Mistakes abounded on special teams, too. The North team had two punts partially blocked, turned the ball over on downs on another attempt and netted an average of six yards per punt in the first half as its offense went nowhere.

After being honored Friday night by the Touchdown Club as its special teams player of the year, South team kicker Davis Plowman (Blessed Trinity) hooked three field goals wide left.

It wasn’t a flawless second consecutive victory for the South, but the group of Fulton County athletes took advantage of their opposition’s early miscues at Johns Creek’s Coliseum.

“They obviously broke out of the gates and put us down early,” said Nassaur, who caught four passes for 54 yards. “We fought our hardest.”

Chattahoochee kick-blocking specialist Marcus Sayles got a hand on the North’s first punt, setting up Meyer’s 29-yard pass to a wide-open Dore on a post route to the end zone.

Sayles came after punter Cole Allison (North Forsyth) again on the North’s next possession, and Allison tried to run for the first down but came up four yards short. Bartlett trotted in moments later.

Hooch’s Connor Winn picked off Transue on a tipped pass, and Meyer scrambled right and stretched the ball over the pylon after hitting Dore for an 11-yard strike on fourth down.

“He wasn’t the only one doing work against us,” Guthrie said of Meyer, whom West’s defense limited in a 70-20 win on Sept. 23. “It was kind of a team effort … but he’s a really good player.”

Neither offense seemed to want the ball for a while after Meyer’s touchdown run.

Central linebacker Kurt Osgood recovered a Xavier Quinn fumble, but Broadus gave it right back to the South on a botched snap.
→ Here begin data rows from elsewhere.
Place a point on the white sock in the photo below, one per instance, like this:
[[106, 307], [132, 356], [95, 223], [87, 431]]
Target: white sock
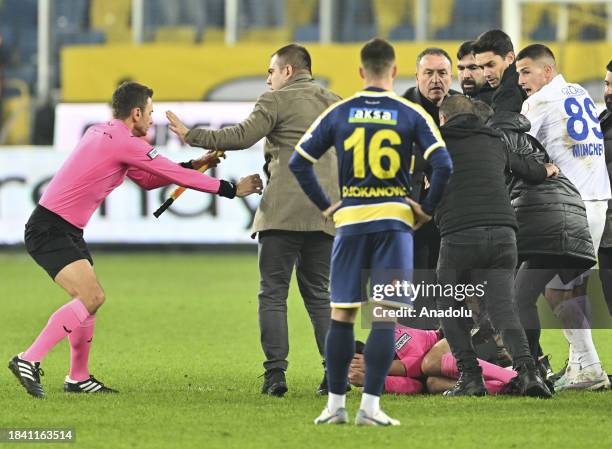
[[370, 404], [577, 332], [583, 350], [335, 401]]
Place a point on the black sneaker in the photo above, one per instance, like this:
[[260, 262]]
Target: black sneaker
[[91, 385], [323, 389], [28, 374], [469, 384], [530, 383], [274, 382], [556, 376], [546, 371]]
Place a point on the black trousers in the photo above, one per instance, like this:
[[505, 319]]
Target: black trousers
[[605, 274], [279, 252], [484, 256]]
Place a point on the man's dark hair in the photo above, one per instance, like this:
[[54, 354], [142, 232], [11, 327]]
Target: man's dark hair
[[494, 40], [465, 49], [535, 51], [482, 110], [433, 51], [454, 105], [128, 96], [377, 56], [296, 56]]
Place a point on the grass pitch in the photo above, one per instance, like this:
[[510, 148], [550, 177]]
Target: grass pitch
[[179, 338]]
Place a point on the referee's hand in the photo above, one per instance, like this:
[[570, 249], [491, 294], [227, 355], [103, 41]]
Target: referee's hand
[[176, 126], [248, 185], [420, 217]]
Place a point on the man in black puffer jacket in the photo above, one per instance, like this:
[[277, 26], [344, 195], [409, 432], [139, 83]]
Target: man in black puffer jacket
[[605, 248], [553, 235], [477, 225]]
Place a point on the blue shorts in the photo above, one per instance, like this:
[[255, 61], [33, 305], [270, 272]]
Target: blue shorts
[[380, 257]]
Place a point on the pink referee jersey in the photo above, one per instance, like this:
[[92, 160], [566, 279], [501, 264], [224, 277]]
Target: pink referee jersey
[[104, 156], [411, 346]]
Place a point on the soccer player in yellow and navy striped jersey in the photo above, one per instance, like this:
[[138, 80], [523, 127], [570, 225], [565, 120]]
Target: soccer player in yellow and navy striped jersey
[[373, 132]]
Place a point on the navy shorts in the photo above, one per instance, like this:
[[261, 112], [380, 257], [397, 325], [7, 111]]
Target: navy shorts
[[380, 258], [53, 242]]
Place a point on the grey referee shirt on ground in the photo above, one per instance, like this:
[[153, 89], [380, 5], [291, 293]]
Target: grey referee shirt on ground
[[292, 231]]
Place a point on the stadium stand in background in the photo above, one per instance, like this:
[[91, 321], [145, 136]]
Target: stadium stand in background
[[26, 117]]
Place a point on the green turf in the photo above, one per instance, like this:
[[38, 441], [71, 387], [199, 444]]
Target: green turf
[[179, 337]]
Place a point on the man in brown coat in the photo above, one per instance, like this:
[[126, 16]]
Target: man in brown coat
[[291, 230]]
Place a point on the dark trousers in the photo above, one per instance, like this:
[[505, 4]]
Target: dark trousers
[[279, 252], [487, 256], [605, 274]]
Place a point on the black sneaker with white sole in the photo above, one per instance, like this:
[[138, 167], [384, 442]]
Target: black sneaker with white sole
[[28, 374], [91, 385]]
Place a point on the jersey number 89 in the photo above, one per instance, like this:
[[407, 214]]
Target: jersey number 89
[[576, 115], [376, 151]]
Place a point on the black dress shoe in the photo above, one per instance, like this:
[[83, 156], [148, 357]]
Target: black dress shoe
[[530, 383], [274, 382], [469, 384], [323, 389]]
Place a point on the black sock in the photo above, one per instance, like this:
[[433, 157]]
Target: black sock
[[339, 351], [379, 353]]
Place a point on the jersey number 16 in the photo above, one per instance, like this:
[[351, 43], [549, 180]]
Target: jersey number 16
[[376, 151]]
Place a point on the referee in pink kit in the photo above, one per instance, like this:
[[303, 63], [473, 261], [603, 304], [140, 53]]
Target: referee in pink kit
[[106, 154]]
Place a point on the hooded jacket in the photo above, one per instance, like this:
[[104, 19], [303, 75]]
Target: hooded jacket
[[605, 119], [508, 96], [551, 216], [476, 194]]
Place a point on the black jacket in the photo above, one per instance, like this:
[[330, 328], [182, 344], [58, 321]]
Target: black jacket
[[605, 120], [427, 238], [508, 96], [484, 94], [420, 167], [551, 216], [476, 194]]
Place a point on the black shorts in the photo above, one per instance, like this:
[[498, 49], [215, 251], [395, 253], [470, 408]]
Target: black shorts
[[53, 242]]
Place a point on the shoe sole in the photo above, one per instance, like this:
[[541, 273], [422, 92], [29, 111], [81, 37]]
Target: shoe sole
[[15, 370], [278, 391], [598, 385], [86, 392], [368, 422], [361, 420], [333, 420], [536, 391]]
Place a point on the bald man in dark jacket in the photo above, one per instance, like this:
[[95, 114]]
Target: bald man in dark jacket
[[477, 225]]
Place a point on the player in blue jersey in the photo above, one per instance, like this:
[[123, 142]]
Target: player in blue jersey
[[373, 133]]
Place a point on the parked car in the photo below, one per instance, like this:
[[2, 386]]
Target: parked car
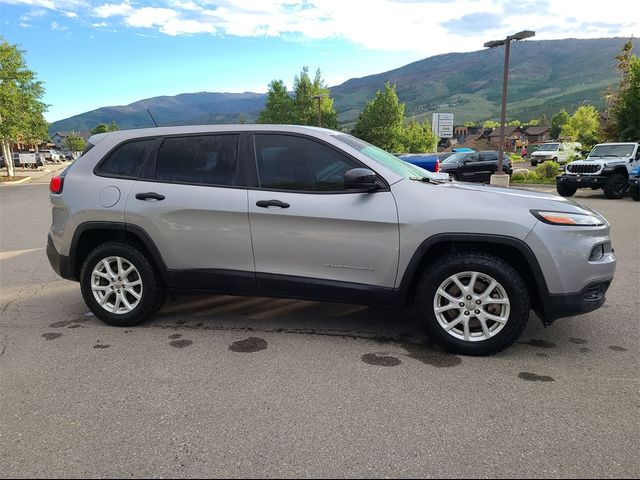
[[475, 166], [608, 166], [559, 152], [428, 161], [634, 183], [27, 160], [300, 212]]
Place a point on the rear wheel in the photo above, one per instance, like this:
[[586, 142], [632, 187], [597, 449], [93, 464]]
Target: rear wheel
[[615, 186], [472, 303], [565, 190], [120, 286]]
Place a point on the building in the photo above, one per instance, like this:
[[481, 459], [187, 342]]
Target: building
[[537, 134], [512, 135], [59, 137]]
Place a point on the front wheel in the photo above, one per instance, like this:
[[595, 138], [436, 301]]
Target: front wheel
[[120, 286], [472, 303], [565, 190], [615, 186]]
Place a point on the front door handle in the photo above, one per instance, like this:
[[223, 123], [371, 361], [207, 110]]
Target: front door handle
[[149, 196], [271, 203]]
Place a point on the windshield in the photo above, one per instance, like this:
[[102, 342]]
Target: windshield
[[385, 159], [456, 157], [548, 147], [612, 151]]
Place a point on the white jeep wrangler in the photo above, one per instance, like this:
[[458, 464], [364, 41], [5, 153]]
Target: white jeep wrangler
[[607, 167]]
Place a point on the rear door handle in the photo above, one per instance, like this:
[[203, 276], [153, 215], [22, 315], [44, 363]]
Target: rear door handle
[[271, 203], [149, 196]]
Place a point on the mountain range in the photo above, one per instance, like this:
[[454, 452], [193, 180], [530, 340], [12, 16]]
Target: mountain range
[[544, 77]]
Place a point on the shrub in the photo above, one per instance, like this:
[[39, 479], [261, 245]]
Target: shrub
[[547, 170]]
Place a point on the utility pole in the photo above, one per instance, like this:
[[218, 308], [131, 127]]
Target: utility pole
[[500, 178], [319, 98]]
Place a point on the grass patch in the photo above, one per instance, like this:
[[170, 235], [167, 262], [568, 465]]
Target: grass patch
[[532, 178], [4, 178]]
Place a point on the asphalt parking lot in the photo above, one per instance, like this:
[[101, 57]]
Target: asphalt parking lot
[[220, 386]]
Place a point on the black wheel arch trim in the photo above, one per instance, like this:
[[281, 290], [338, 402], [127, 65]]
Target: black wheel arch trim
[[123, 228], [409, 276]]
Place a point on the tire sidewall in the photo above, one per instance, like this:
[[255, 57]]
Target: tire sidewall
[[609, 187], [147, 275], [495, 267]]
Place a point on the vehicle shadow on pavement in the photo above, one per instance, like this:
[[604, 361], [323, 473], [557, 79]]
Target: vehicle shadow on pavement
[[257, 314]]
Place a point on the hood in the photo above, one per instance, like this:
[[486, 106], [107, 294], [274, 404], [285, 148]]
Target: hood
[[517, 198]]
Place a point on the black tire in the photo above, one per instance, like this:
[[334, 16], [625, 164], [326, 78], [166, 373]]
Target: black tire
[[486, 264], [615, 186], [153, 292], [565, 190]]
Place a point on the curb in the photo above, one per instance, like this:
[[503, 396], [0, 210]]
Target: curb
[[17, 182]]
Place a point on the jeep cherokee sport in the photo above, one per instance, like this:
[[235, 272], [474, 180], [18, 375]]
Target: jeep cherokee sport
[[303, 212]]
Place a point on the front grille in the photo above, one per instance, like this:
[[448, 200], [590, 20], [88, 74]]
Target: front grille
[[582, 168]]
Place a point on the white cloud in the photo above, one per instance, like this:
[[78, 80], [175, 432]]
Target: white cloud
[[58, 28], [426, 27], [113, 9]]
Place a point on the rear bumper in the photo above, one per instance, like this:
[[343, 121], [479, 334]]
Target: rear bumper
[[60, 263], [582, 181], [553, 307]]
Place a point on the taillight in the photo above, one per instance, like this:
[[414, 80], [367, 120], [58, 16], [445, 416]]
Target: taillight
[[55, 185]]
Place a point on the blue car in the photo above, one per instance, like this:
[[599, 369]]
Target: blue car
[[428, 161]]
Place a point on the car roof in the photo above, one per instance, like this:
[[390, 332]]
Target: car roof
[[199, 129]]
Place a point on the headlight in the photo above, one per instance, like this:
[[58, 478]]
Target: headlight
[[565, 218]]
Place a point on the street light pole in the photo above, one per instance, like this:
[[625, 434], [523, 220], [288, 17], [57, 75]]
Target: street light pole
[[499, 178], [319, 98]]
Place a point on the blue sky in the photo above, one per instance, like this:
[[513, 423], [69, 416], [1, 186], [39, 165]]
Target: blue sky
[[115, 52]]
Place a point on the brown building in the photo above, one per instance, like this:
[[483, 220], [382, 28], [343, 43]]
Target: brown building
[[537, 134], [512, 135]]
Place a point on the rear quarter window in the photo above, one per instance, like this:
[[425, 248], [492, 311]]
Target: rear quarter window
[[126, 160]]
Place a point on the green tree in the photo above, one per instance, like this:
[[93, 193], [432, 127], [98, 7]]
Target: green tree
[[74, 143], [306, 94], [279, 108], [302, 109], [623, 118], [21, 106], [104, 128], [558, 121], [418, 138], [381, 121], [583, 125]]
Quarterback Blais Furse did the same thing the next play, and Guthrie recovered, but Nassaur dropped Central running back Taylor’s double-reverse handoff.

 Centennial running back Zietrick Smith dove in from a yard out moments later to extend the South’s lead to 28-0 with 6:52 remaining in the first half.

The North’s players never got on the same page.

“I could say that, but the other team didn’t have any problem with it,” Wiggins said when asked if a lack of chemistry hurt his team. “We just made a lot of errors and put ourselves in a big hole.”

The teams traded lost fumbles again in the second quarter, and Plowman missed from 39 yards and 32 yards.

South squad linebacker Garrett Harris (Riverwood) leapt high in the air to intercept Transue again early in the third, and South Forsyth’s Hunter Beeghley muffed the South’s punt after the North defense forced a three-and-out.

Beckley’s 14-yard lob to Dore gave the South a 35-0 lead with 1:21 left in the third, and Holy Innocents cornerback Andy Nichols returned Transue’s third interception 35 yards for a score, earning him defensive player of the game honors.

McIntosh’s only pass was a 35-yard touchdown to Hooch receiver Shaun Derck with 1:56 left, capping an ugly fourth quarter that saw a South team player ejected and multiple personal fouls between teams whose players go back to youth football.

“It stings, especially because we know a bunch of the other players,” Nassaur said. “It’s not personal, but it’s a game we took on ourselves to win against kids we know we didn’t get to play in high school.”

A dynamic of familiarity was also present among the North players, South Forsyth lineman Josh Hill said, and made for a special week regardless of the game’s outcome.

“A lot of these guys, I played my first game of rec football with, like my first game ever,” he said, holding his helmet decorated with decals from other schools represented on the North squad. “Now I got to play my last high school game with them. It’s pretty cool, getting to start and end with the same guys.”